There are many ways to save on car insurance. One way to save money on car insurance for your next vehicle is to avoid purchasing the types of cars that are risky to insure.

  • Avoid Ultra-luxury Cars: High-end vehicles, rather large or mid-size, are among some of the most expensive cars to insure due to their value. According to the Insurance Institute for Highway Safety (IIHS), cars with the highest comprehensive insurance losses include luxury brands like Bentley, Mercedes-Benz, and BMW. And in WalletHub’s own analysis, an individual driving a Lexus can pay up to $1,000 more in annual insurance premiums compared to someone driving a Nissan.
  • Steer Away from Sports Cars: Like luxury vehicles, sports cars are traditionally more expensive to insure due to their high-performance engines and other built-for-speed features. Sports cars are riskier to insure because they are more likely to get into accidents. According to the IIHS database, sports cars like the Lamborghini Huracan and Maserati Granturismo are among the vehicles that have the highest collision losses.
  • Rethink Hybrids: Hybrid vehicles tend to be more expensive to insure because these cars come with a higher retail price tag and their parts are more expensive to repair and replace. Take for example the hybrid battery to a Toyota Prius – it can cost anywhere between $2,200 and $2,600 to replace, and that doesn’t include labor charges.
  • Watch Out for Popular Models Among Thieves: Not surprisingly, cars that are attractive to car thieves can expect higher insurance premiums. According to the National Insurance Crime Bureau’s report on stolen vehicles in America, the top 5 most stolen vehicles are the Honda Civic, Honda Accord, Ford pickup, Chevrolet pickup, and Toyota Camry.

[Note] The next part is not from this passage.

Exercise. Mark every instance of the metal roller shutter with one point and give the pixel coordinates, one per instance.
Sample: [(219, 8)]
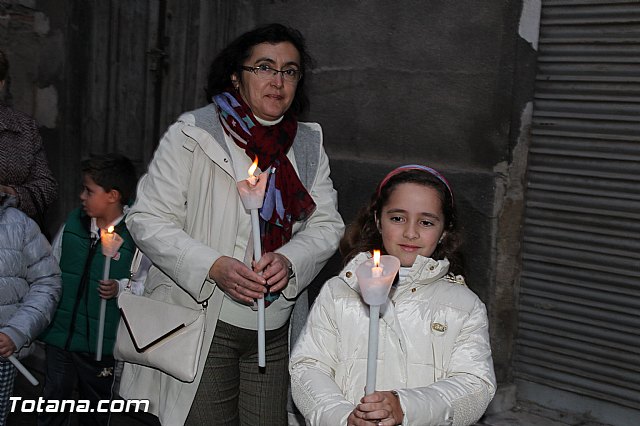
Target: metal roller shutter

WalletHub collected quotes for 26 of the most popular vehicles on the road in the U.S. from 10 major auto insurance companies: State Farm, GEICO, Progressive, Allstate, Liberty Mutual, Farmers, Nationwide, American Family, Travelers, and Kemper. Premiums were collected based on the following driver profile.

Age36 years old
Marital StatusSingle
Driving RecordClean (no accidents and no violations)
Vehicle Model Year2014
Bodily Injury Liability Limit$50,000 per person / $100,000 per accident
Property Damage Liability Limit$50,000
Comprehensive Coverage$500 deductible
Collision Coverage$500 deductible
Uninsured/Underinsured Motorist Coverage (bodily injury)$30,000 per person / $60,000 per accident

WalletHub has chosen to collect quotes for the state of California, as it is the most populous state in the country. The annual premiums of the vehicles listed in our rankings are based on their 2014 models. WalletHub elected not to pull quotes for current 2020 models, as we are mindful that not everyone chooses a current year model when buying a car. In fact, in any given year, used car sales are about twice as common as new car sales. Additionally, a 2014 vehicle model is a more appropriate choice when gathering insurance quotes that are representative of actual insurance costs – this is because the 2014 models have had time to depreciate yet are still new enough to justify purchasing full coverage insurance.